Leitsatz

Stempeluhrmissbrauch kann nach Auffassung des Bundesarbeitsgerichts eine ordentliche und je nach den Umständen eine außerordentliche Kündigung rechtfertigen, wobei es nicht entscheidend darauf ankommt, wie der Vorgang strafrechtlich zu bewerten ist. Im vorliegenden Fall verließ ein Arbeitnehmer gegen 15.30 Uhr seinen Arbeitsplatz, da er um 15.40 Uhr einen Massagetermin wahrnehmen wollte. Die Stempeluhr betätigte er nicht , weil er nach seiner Einlassung entweder die Betätigung der Stempeluhr vergessen hatte oder ein Einlesefehler vorlag. Am nächsten Tag reichte er beim Arbeitgeber ein Zeitausgleichsformular für den vorigen Tag ein, auf dem er als Arbeitsende 16.00 Uhr eintrug. Der Vorgesetzte des Arbeitnehmers recherchierte wegen des Arbeitsendes an diesem fraglichen Tag und erfuhr von dem Massagetermin. Auf Befragen wegen des angegebenen Arbeitsendes räumte der Arbeitnehmer ein, dass er sich um einige Minuten versehen haben könnte und notierte das Arbeitsende auf dem Zeitausgleichsformular schließlich auf 15.55 Uhr. Daraufhin stellte ihn der Arbeitgeber vor die Wahl einer fristlosen Kündigung oder eines Auflösungsvertrags. Der Arbeitnehmer unterzeichnete den Auflösungsvertrag, focht ihn aber später wegen rechtswidriger Drohung durch den Arbeitgeber an.
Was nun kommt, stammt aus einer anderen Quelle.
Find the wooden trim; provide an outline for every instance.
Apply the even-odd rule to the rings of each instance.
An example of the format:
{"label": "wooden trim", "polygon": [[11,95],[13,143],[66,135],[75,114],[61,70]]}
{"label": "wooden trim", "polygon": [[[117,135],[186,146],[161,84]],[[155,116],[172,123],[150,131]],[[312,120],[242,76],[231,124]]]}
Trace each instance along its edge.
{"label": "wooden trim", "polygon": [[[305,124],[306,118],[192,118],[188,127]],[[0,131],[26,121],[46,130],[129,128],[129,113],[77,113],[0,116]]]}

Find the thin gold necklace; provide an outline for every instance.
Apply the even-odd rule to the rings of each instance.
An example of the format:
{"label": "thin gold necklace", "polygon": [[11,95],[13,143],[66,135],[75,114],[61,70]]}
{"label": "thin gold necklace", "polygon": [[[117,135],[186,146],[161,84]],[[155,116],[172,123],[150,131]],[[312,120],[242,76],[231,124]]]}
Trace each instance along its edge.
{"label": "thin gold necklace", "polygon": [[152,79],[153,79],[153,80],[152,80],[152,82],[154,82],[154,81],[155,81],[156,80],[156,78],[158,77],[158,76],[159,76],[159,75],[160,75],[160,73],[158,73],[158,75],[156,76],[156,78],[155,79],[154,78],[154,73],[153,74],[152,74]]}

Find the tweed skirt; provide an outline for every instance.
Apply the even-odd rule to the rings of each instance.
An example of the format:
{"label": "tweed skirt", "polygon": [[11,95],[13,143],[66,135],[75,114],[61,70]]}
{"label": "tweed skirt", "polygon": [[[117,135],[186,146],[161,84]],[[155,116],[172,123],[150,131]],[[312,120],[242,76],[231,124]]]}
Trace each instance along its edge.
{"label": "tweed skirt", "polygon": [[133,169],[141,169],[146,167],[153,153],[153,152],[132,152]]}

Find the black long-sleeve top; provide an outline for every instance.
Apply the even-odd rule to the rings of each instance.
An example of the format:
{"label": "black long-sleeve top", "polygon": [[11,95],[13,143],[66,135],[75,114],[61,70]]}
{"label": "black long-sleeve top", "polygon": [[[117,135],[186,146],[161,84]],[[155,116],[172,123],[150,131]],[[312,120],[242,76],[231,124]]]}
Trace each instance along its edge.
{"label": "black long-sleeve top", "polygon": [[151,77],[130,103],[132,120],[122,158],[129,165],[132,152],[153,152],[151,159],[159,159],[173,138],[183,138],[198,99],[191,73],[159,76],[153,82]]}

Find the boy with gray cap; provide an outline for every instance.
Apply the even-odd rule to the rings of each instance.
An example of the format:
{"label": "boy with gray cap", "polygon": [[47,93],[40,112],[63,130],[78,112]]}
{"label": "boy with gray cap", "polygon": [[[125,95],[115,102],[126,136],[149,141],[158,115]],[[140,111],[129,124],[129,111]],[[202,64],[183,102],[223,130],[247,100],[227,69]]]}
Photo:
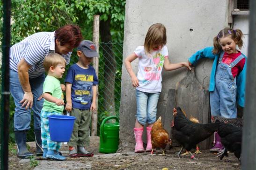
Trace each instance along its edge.
{"label": "boy with gray cap", "polygon": [[84,146],[90,142],[90,122],[91,111],[96,108],[96,87],[98,78],[94,68],[90,65],[93,57],[98,57],[96,46],[84,40],[77,47],[78,62],[71,66],[65,79],[66,83],[66,110],[76,117],[69,146],[70,157],[90,157]]}

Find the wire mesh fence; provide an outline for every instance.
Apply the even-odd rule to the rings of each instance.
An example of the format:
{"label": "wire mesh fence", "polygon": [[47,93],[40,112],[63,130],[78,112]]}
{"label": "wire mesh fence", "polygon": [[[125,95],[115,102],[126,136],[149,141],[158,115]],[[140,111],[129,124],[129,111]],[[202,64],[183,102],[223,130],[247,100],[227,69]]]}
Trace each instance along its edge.
{"label": "wire mesh fence", "polygon": [[[100,43],[99,58],[99,95],[98,103],[97,135],[99,127],[105,117],[112,115],[119,117],[120,102],[121,70],[123,60],[123,44],[109,42]],[[65,77],[69,67],[78,61],[76,52],[74,52],[70,64],[66,67],[63,78],[60,80],[64,83]],[[10,139],[15,142],[14,116],[15,105],[11,96],[10,108]],[[30,129],[27,134],[27,141],[35,141],[33,113],[31,113]]]}
{"label": "wire mesh fence", "polygon": [[240,10],[249,9],[249,0],[235,0],[234,8]]}

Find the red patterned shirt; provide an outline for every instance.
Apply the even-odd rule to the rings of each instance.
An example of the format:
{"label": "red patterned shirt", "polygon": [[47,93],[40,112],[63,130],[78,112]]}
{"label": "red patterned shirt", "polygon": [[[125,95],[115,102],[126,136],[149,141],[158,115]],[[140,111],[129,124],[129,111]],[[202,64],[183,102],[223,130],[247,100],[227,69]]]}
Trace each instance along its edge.
{"label": "red patterned shirt", "polygon": [[[240,51],[238,53],[230,54],[225,53],[222,58],[222,62],[227,64],[230,64],[241,54],[241,52]],[[234,78],[242,70],[245,63],[245,58],[244,58],[231,69],[231,72]]]}

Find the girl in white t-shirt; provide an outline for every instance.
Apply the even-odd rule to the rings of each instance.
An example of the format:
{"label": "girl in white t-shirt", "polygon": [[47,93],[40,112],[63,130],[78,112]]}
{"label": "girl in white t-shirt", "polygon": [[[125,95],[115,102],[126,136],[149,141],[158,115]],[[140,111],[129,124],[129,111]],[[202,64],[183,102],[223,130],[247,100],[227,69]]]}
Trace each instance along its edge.
{"label": "girl in white t-shirt", "polygon": [[[132,86],[136,88],[137,112],[134,129],[136,153],[145,151],[142,136],[143,126],[147,123],[146,151],[150,152],[152,150],[150,132],[153,124],[156,120],[157,102],[162,88],[161,73],[163,67],[166,71],[182,67],[191,69],[187,62],[171,63],[165,44],[165,27],[161,24],[154,24],[147,31],[144,45],[138,47],[134,52],[124,61]],[[132,69],[131,63],[137,58],[139,58],[139,71],[136,76]]]}

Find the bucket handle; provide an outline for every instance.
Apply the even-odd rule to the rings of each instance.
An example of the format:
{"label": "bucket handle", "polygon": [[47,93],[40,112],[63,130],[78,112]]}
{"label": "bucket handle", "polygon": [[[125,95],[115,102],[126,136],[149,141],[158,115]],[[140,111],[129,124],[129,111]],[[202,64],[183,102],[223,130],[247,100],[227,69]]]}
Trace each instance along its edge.
{"label": "bucket handle", "polygon": [[116,119],[116,122],[117,122],[117,123],[119,123],[119,121],[118,120],[118,118],[117,118],[117,117],[115,116],[109,116],[109,117],[106,117],[105,119],[104,119],[104,120],[103,120],[103,121],[102,121],[102,124],[101,125],[101,129],[100,129],[100,133],[101,133],[101,134],[102,134],[102,140],[104,140],[104,131],[103,131],[103,127],[104,127],[104,125],[105,124],[105,123],[106,122],[107,122],[107,121],[108,121],[109,120],[110,120],[110,119]]}

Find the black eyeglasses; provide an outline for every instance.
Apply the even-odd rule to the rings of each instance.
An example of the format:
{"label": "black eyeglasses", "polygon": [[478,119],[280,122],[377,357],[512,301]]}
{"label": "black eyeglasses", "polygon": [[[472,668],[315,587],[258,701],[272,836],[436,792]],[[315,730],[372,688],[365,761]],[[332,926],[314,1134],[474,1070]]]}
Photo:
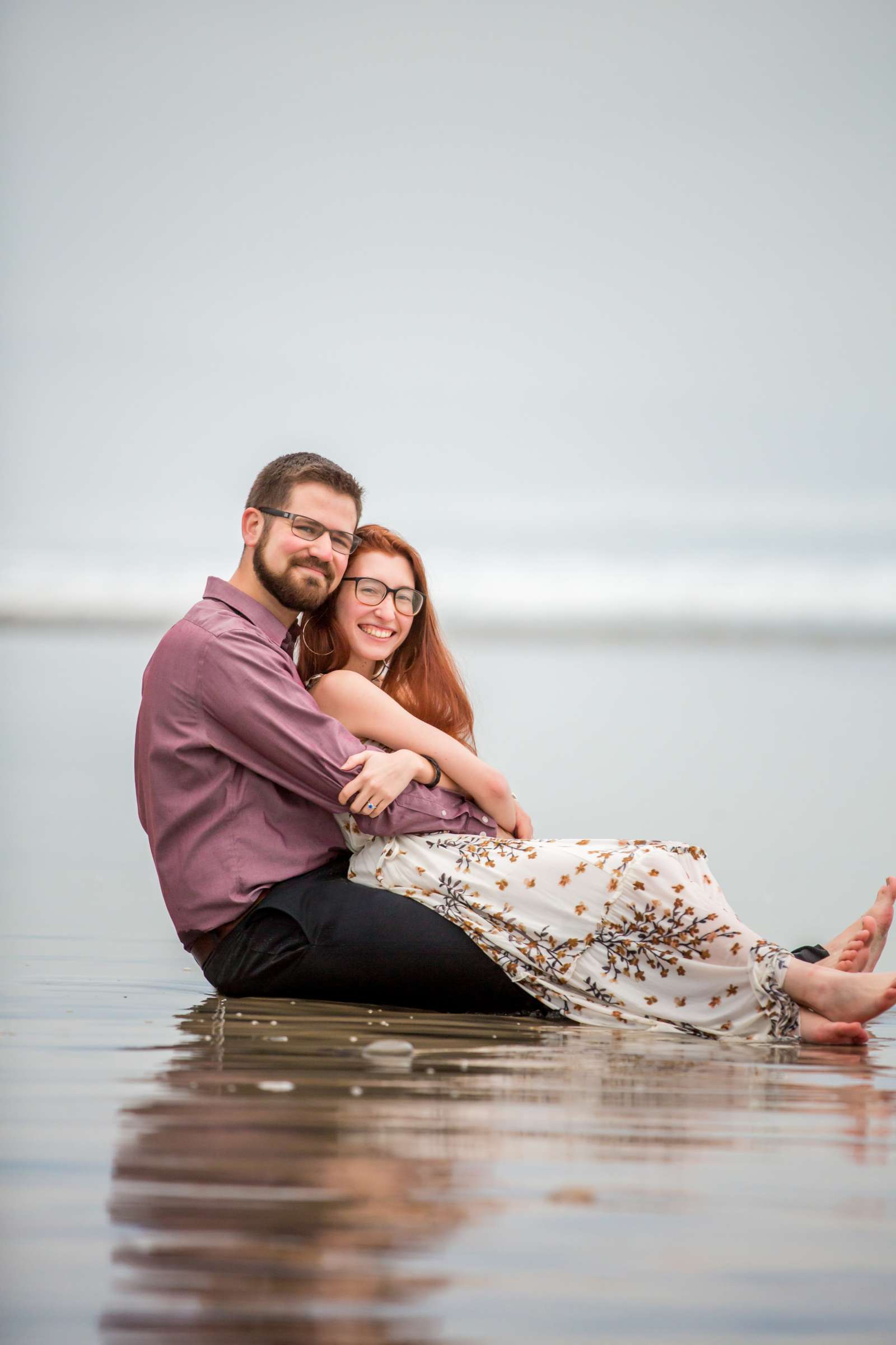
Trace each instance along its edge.
{"label": "black eyeglasses", "polygon": [[263,504],[253,504],[259,514],[270,514],[271,518],[289,518],[293,523],[293,537],[301,537],[302,542],[316,542],[324,533],[329,533],[330,546],[343,555],[351,555],[357,549],[360,537],[356,533],[334,533],[332,527],[324,527],[316,518],[305,518],[304,514],[287,514],[285,508],[265,508]]}
{"label": "black eyeglasses", "polygon": [[368,580],[363,574],[348,574],[343,584],[355,585],[355,597],[364,607],[379,607],[387,593],[392,594],[395,611],[416,616],[423,607],[423,594],[416,589],[391,589],[382,580]]}

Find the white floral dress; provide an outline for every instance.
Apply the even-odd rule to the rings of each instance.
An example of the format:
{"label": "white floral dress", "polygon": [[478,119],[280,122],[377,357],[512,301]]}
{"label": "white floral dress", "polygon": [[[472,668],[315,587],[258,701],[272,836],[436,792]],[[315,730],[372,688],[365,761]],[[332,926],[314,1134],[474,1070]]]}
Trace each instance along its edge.
{"label": "white floral dress", "polygon": [[737,920],[699,846],[664,841],[367,837],[337,818],[349,878],[459,925],[576,1022],[795,1041],[790,954]]}

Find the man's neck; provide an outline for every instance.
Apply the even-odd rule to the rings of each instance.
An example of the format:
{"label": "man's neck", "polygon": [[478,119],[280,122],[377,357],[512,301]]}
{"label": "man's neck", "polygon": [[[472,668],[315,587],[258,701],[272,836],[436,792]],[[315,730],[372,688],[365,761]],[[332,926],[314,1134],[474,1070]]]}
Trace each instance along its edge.
{"label": "man's neck", "polygon": [[297,613],[290,612],[289,608],[278,603],[274,594],[269,593],[265,585],[258,582],[258,576],[251,565],[249,569],[244,565],[238,565],[230,582],[234,588],[238,588],[240,593],[244,593],[247,597],[254,597],[257,603],[266,607],[267,611],[287,629],[296,620]]}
Das Bundesarbeitsgericht stellte hierzu entsprechend seiner ständigen Rechtsprechung fest, dass eine widerrechtliche Drohung mit einer außerordentlichen Kündigung, die zur Anfechtung eines Aufhebungsvertrags berechtigt, nur vorliegt, wenn ein verständiger Arbeitgeber eine solche Kündigung nicht in Erwägung ziehen durfte. Dabei ist nicht erforderlich , dass die Kündigung sich in einem Kündigungsschutzprozess als rechtsbeständig erwiesen hätte. Im vorliegenden Fall hat der Arbeitnehmer die ihm angelastete Gleitzeitmanipulation zu widerlegen, indem er den Beweis zu erbringen hat, dass er das Bedienen der Stechuhr lediglich vergessen oder ein Einlesefehler vorgelegen hat. Andernfalls ist die Anfechtung des Aufhebungsvertrags unwirksam.